There is a growing move away from such dam technology, particularly in mining areas prone to seismic activity or heavy rainfall.
But there are still plenty of “upstream” dams in operation around the world, 88 in Brazil alone, according to that country’s mining agency.
And using different technology doesn’t eliminate the risk of dam failure or less devastating leakage. Contamination of water supplies from leaking tailings dams is a source of friction between mining companies and local residents the world over.
While each tailings dam is almost by nature unique and technology can vary across the risk spectrum, there are two underlying economic drivers that apply to just about all of them.
The first is the reduction in ore grades as mining companies have to work older deposits harder for the same amount of metal.
The classic example here is copper.
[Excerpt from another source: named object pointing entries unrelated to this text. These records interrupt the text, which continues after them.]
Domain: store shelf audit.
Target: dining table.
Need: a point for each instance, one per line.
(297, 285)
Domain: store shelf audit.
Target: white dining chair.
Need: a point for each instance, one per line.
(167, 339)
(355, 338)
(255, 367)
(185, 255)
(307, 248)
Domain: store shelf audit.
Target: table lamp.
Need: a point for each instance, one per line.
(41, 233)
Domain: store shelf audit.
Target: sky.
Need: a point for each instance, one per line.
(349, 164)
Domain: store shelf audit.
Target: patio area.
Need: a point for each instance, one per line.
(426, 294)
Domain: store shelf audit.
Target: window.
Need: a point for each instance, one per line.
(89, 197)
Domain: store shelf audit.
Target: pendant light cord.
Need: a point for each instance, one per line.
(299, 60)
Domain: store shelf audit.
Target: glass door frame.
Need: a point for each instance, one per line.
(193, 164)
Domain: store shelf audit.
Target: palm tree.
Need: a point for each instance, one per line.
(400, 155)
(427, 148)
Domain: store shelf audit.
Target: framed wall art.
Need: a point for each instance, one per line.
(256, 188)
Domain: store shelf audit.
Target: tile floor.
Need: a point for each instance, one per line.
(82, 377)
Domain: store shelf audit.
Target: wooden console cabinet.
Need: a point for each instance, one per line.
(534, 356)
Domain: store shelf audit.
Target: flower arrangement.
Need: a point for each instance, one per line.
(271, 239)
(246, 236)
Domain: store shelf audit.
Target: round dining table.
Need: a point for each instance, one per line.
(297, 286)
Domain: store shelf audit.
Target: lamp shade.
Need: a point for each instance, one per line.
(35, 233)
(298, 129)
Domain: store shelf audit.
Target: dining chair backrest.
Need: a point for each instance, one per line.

Global copper ore grades have declined from 2 percent in the first half of the 20th century to less than 1 percent in the last decade.
Simply put, that means more waste to be stored in tailings dams per tonne of copper extracted and the resulting lower margins mean less money available for dam safety.
The second driver is price.
The “super-cycle” years of high metal prices pushed miners to maximize production, particularly at margin-challenged mines, where investment in safety came second to cash-flow generation.
The subsequent years of lower prices not only discouraged such investment but led to major operators shedding marginal mines to less-qualified owners in deference to shareholder pressure.
The call of bodies such as UNEP is for regulators, communities and miners to adopt a shared “zero-failure” approach to tailings dams.
Evidently, dam design and regulatory oversight are critical components of such a policy.
But, more fundamentally, to quote the official review of the Mount Polley dam failure in Canada in 2014, “safety attributes should be evaluated separately from economic considerations and cost should not be the determining factor” in tailings management.
The mining industry, in other words, needs to rethink radically what it currently regards as worthless “waste” and to decommission the highest-risk dams, even if it is cost-negative.
If it doesn’t, another tailings dam failure is simply a matter of time.
For the world’s miners there is more than simple reputation at stake here.
The Central American country of El Salvador made a little bit of history in March 2017, when it became the first country to ban all mining activity.
The decision enjoyed massive popular support because of fears that a proposed new gold-silver mine would mean even worse water contamination in a country already struggling with the environmental legacy of previous mines.
El Salvador could do with the revenue from mining. But given the choice, it chose water over gold.
The mining industry has lost its right to operate in the country.
If the industry doesn’t break the cycle of tailings dam failure, El Salvador may not be the last country to choose the health of its citizens over the health of its tax receipts.